Doctor is late. I have my phone but let’s see if I can sit here until she arrives and just be content without any distractions. Thinking about that thing Blaise Pascal once said…

“All of humanity’s problems stem from man’s inability to sit quietly in a room alone.”

17

Trying to do better tracking my work time. Answering emails is work time. Checking Twitter is work time. Arranging tasks for tomorrow is work time. Tempting not to track it, so I never have to face the truth. But if I truly want to manage my time better, I have to track it better.

18

Street kids on the metro. She’s ten, he’s eight. They’re running around, laughing, chasing each other, falling into strangers, trying to get hands in pockets. Older passengers yell at them. They leave three stations later, still laughing, spraying a bottle of water back in the window.

19

She posts in a local group that we have this air purifier thing for sale, 33% less than we paid for it. Still not cheap. Some dude replies, angry at the world, calling her the c-word for trying to sell something most people can’t afford. Must be tough to live in his head.

20

Another person who “cannot afford training” asking me to mentor them. I ask what they think that would look like. “You please tell me,” comes the response. Okay, lesson one: put forth some significant effort before asking someone to help you. Otherwise, they’ll never take you seriously.

21

Trying to get two new people hired and trained before moving to a different country in three weeks. It’s a bit ambitious for me, a guy who doesn’t have much experience hiring and training people. At the same time, I’m enjoying the challenge.

22

Max Levchin is one of the founders of PayPal. He was 27 years old when he walked away from it with $30 million in his pocket. He says the year after that was the worst of his life. He sat in his fancy apartment with nothing to do, pining for those days in the trenches.

23

There’s a line in The Big Sleep where someone tells Philip Marlowe – that’s Bogart’s character – he should be ashamed of himself. And Bogart just replies casually, “I am,” and moves on with the conversation with nare a hint of shame.

24

It’s crazy how much info we process each day. Even if you’re having a lazy day, you’re likely still consuming a lot of entertainment, which takes processing. No great way to give your brain a break unless you can get out in nature with no tech.

25

After 90 minutes at 3 Vano Sarajishvili, I head to the quietest place I know in this city. It’s a hillside cemetery, a scattered maze of graves, some almost 200 years old, some with flowers, some with faces. I find a bench, unpack my lunch, listen to a podcast and nothing else.

26

Seen this guy Bruce Bennett in a couple of Bogart movies. Turns out he won an Olympic medal for shot put in 1928, starred as Tarzan in the 30’s, served in World War II, later became a successful businessman, was married for 67 years, skydived at age 96, and finally died just shy of his 101st birthday. What a life.

27

Four people on the team working today, logged 15 hours between us. That’s about 3x the hours I can do solo on a good day. A big goal of mine this year is to transform eBiz Facts from mostly a one-man operation into a proper business. Making good progress.

28

Ido Portal with an important reminder for someone (like me) who spends a lot of time sitting at a computer…

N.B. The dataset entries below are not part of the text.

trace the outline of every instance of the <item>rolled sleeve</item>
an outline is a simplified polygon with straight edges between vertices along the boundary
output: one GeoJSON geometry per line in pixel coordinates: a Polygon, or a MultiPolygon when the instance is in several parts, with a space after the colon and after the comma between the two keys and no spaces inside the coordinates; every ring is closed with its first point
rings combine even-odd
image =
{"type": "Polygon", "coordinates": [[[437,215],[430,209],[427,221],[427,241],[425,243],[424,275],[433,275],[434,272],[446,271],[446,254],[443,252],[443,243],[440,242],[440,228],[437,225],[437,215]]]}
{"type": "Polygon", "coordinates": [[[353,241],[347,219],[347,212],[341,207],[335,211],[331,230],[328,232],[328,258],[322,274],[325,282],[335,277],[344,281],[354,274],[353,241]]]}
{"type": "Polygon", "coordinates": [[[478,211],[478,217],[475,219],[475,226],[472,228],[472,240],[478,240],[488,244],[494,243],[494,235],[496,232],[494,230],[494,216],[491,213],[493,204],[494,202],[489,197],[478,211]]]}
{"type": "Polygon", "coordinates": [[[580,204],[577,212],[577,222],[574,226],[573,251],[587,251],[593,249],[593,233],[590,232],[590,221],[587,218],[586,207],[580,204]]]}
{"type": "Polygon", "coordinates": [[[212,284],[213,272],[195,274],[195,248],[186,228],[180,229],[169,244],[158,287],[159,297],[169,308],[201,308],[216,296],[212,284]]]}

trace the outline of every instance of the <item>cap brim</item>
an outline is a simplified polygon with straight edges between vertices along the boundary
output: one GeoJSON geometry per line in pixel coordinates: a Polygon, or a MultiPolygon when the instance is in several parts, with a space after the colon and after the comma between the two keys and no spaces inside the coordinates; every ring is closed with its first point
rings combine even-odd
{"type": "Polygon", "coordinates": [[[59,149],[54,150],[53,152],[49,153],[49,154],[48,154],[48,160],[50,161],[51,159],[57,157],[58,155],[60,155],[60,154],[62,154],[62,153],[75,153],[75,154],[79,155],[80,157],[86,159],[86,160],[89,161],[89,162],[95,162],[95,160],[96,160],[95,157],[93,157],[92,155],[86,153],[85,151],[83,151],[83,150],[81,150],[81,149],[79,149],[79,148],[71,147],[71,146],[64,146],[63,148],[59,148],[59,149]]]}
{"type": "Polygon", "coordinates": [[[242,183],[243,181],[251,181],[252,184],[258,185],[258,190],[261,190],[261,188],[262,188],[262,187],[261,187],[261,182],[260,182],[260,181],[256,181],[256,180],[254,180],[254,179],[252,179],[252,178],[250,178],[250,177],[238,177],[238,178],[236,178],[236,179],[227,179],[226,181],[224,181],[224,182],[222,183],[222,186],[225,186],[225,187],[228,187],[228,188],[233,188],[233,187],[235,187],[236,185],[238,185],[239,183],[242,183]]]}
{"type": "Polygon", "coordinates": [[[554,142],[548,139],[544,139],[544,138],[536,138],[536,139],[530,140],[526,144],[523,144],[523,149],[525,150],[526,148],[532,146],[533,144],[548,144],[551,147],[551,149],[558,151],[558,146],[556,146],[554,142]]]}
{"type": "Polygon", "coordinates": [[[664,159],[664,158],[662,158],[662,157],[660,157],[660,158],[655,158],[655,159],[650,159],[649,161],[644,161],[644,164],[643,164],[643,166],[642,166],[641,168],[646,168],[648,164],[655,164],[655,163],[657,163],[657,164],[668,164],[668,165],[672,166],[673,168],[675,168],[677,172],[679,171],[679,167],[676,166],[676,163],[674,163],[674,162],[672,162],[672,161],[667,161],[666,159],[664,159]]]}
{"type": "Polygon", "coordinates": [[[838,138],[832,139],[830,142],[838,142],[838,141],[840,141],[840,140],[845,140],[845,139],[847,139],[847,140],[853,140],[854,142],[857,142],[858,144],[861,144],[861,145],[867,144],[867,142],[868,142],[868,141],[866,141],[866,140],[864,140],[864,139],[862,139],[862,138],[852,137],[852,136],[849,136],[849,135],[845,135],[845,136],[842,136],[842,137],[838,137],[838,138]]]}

The body will become better at whatever you do or don’t do. If you don’t move, the body will make you better at not moving, by locking the tissues together. But if you move, the body will allow you more movement.

29

There’s recent video of a tourist on a motorbike here in Georgia, maneuvering along a flooded country road before he’s swept away by a freak landslide. They found him later, dead. Looked like a young guy, on a big adventure, all gone in a blink.

30

Proud of myself today for calling out bad service and pushing back at the excuses offered, holding them to account. I tend to hold others to much lower standards than I hold myself to, but that is slowly changing. I like myself better this way.